Ekstrapiramidal bozukluklara ek olarak, bazı ağır vakalarda otonomik bozukluklar gözlendi. Titreme ek olarak, hasta şunları yaşayabilir: ağız kuruluğu, tükürük salgısında artış, diüretik bozukluklar, kabızlık, mide bulantısı, çarpıntı, bayılma, kan basıncında sıçramalar, libidoda azalma, boşalma ve ereksiyon patolojisi, kilo alımı, amenore, galaktore, bilişsel gerileme fonksiyonlar, yorgunluk, uyuşukluk.

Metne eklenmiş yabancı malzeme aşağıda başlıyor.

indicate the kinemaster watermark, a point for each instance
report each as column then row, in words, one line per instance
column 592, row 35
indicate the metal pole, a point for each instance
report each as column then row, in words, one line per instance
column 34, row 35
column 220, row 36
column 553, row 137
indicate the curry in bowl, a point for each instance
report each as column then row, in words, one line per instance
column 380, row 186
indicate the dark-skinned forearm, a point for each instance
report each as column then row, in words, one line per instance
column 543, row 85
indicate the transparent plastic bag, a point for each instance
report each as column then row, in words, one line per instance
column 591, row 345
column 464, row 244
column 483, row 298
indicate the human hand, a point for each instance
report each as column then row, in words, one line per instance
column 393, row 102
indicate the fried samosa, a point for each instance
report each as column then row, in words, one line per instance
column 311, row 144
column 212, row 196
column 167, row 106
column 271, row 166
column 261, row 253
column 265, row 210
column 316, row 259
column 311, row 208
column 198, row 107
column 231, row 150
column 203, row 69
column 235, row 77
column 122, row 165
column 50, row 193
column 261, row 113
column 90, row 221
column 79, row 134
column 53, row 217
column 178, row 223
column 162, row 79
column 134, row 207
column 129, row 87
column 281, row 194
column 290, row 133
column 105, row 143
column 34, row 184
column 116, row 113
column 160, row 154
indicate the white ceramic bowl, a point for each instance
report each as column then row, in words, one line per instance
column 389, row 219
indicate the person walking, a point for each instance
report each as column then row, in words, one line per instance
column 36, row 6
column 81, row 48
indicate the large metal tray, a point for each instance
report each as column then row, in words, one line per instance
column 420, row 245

Antipsikotikler, özellikle diğer zihinsel rehabilitasyon yöntemleriyle birleştirildiğinde etkili tedavilerdir, ancak istatistiklere göre, antipsikotik tedavi ile tedavi edilen psikotik bozukluğu olan kişilerin% 30'u tedaviye zayıf yanıt verir.

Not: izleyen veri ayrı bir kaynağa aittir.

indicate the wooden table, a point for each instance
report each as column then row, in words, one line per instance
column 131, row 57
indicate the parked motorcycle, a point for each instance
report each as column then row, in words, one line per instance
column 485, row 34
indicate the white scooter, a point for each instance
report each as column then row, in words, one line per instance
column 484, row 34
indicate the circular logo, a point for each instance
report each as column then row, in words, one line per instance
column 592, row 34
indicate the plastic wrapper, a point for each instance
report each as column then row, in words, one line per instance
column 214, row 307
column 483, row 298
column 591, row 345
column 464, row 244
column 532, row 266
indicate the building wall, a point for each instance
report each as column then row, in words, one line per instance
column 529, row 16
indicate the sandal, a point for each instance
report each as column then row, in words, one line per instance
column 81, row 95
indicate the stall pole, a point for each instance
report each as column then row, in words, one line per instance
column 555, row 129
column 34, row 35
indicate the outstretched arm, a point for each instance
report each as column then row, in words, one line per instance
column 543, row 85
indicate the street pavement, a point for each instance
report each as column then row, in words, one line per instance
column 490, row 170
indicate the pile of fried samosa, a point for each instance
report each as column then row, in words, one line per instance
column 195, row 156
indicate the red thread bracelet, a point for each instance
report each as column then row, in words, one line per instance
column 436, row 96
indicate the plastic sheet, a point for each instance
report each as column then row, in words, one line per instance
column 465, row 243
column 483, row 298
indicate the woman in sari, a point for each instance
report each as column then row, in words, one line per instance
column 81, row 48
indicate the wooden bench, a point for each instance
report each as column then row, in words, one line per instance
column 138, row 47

Tedavinin etkisiz kalmasının nedenlerinden biri, hastalığını inkar eden bazı hastaların doktor tavsiyelerini ihlal etmesi olabilir ( örneğin hapları yanaklarının arkasına saklarlar, böylece sağlık personeli görmeyecekleri zaman tükürürler.). Bu gibi durumlarda, elbette, herhangi bir terapötik taktik etkisiz olacaktır.

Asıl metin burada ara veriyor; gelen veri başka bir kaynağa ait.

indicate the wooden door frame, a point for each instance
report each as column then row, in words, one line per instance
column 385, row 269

Son birkaç on yılda, yeni nesil antipsikotikler keşfedildi - atipik antipsikotikler. Seçici nörokimyasal etkileri bakımından klasik antipsikotiklerden farklıdırlar. Yalnızca belirli reseptörler üzerinde hareket ederler, bu nedenle daha iyi tolere edilirler ve daha etkilidirler. Atipik antipsikotikler ekstrapiramidal bozukluklar vermez. Bu gruptaki başlıca ilaçlar şunlardır: Azaleptin, seroquel, riskli ve benzeri.
Rispolept birinci öncelikli ilaçtır ve önceki tedavinin etkisizliği ortaya çıktığında Azaleptin kullanılır.

Akut psikoz evresinin tedavisinde atipik antipsikotikler aşağıdaki avantajlara sahiptir:

  • Negatif semptomların tedavisinin etkinliği ve sadece pozitif olanlar değil.
  • İyi tolere edilebilirlik ve sonuç olarak, bu ilaçların zayıflamış hastalarda kullanımının kabul edilebilirliği.

Psikozun önleyici ve idame tedavisi

Psikoz tekrar etme eğilimindedir ve bu tanıya sahip hastalar düzenli önleyici izleme gerektirir. Bu nedenle, uluslararası psikiyatri sözleşmeleri, temel tedavinin yanı sıra önleyici ve destekleyici tedavi süresi konusunda net tavsiyeler vermektedir.

Akut psikozun ilk epizodunu yaşayan hastalar koruyucu tedavi olarak iki yıl süreyle düşük doz antipsikotik almalıdır. Yeniden alevlenmeleri varsa, önleyici tedavi süresi 2-3 yıl artar.

Hastalığın sürekli seyri ile, şartları ilgili hekim tarafından belirlenen bakım tedavisi gerçekleştirilir.

Pratisyen psikiyatristler, akut psikozlu bir hastanın ilk hastaneye yatışı sırasında, tedavi rejimlerinin mümkün olduğunca kapsamlı bir şekilde ele alınması ve nüksetme riskini azaltmak için tam teşekküllü, uzun vadeli sosyo-psikolojik rehabilitasyon önlemlerinin alınması gerektiğine inanırlar. hastalık.

Psikozun tekrarlama riskinin azaltılması

Psikotik bir bozukluğun alevlenme riskini azaltmak için doktor tavsiyelerine uymalısınız:
  • Ölçülü düzenli yaşam tarzı.
  • Sağlıklı fiziksel aktivite, jimnastik.
  • Dengeli beslenme ve alkol ve sigaradan kaçınma.
  • Öngörülen bakım ilaçlarının düzenli kullanımı.
Alışılmış uyanıklık ve uyku ritmindeki herhangi bir değişiklik, nüksetmeye yol açabilir. Nüksün ilk belirtileri: iştahsızlık, uykusuzluk, sinirlilik. Bu tür belirtiler, hastanın ilgili hekim tarafından muayene edilmesini gerektirir.
Kullanmadan önce bir uzmana danışmalısınız.